As I already linked previously, Dr Olive and his team showed that yes, it does work a 'fraction' of the time, that fraction being 85% in their study:
https://seanolive.blogspot.com/2016/04/a-virtual-headphone-listening-test.html
That's very good for an initial attempt, and Dr Olive suggests reasons for the remaining error and ways to improve it here:
"The differences between virtual and standard test results we believe are in part due to nuisance variables that were not perfectly controlled across the two test methods. A significant nuisance variable would likely be headphone leakage that would affect the amount of bass heard depending on the fit of the headphone on the individual listener. This would have affected the results in the standard test but not the virtual one where we used an open-back headphone that largely eliminates leakage variations across listeners.

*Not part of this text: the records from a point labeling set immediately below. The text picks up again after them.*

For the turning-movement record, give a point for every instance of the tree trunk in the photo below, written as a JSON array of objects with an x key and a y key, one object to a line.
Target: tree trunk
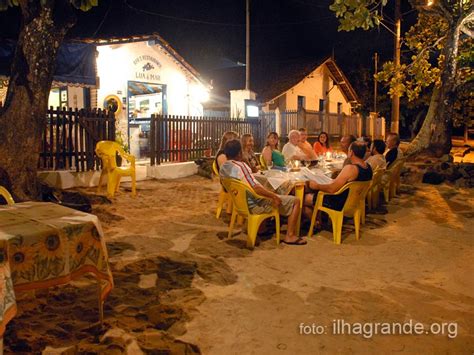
[
  {"x": 435, "y": 133},
  {"x": 23, "y": 117}
]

Headphone weight and tactile cues were present in the standard test but not the virtual test, and this could in part explain the differences in results. If these two variables could be better controlled even higher accuracy can be achieved in virtual headphone listening."
You could maybe argue that the remaining 15% error in this headphone virtualization method via EQ could also in part be due to non-minimum phase effects and the other difficulties you raised, but I can only foresee these problems being negated (if partially) through further refinement of the technique and controlling for the variables Dr Olive proposed. Of course, you will never get zero error, but I can see it getting close, within the limits of audibility.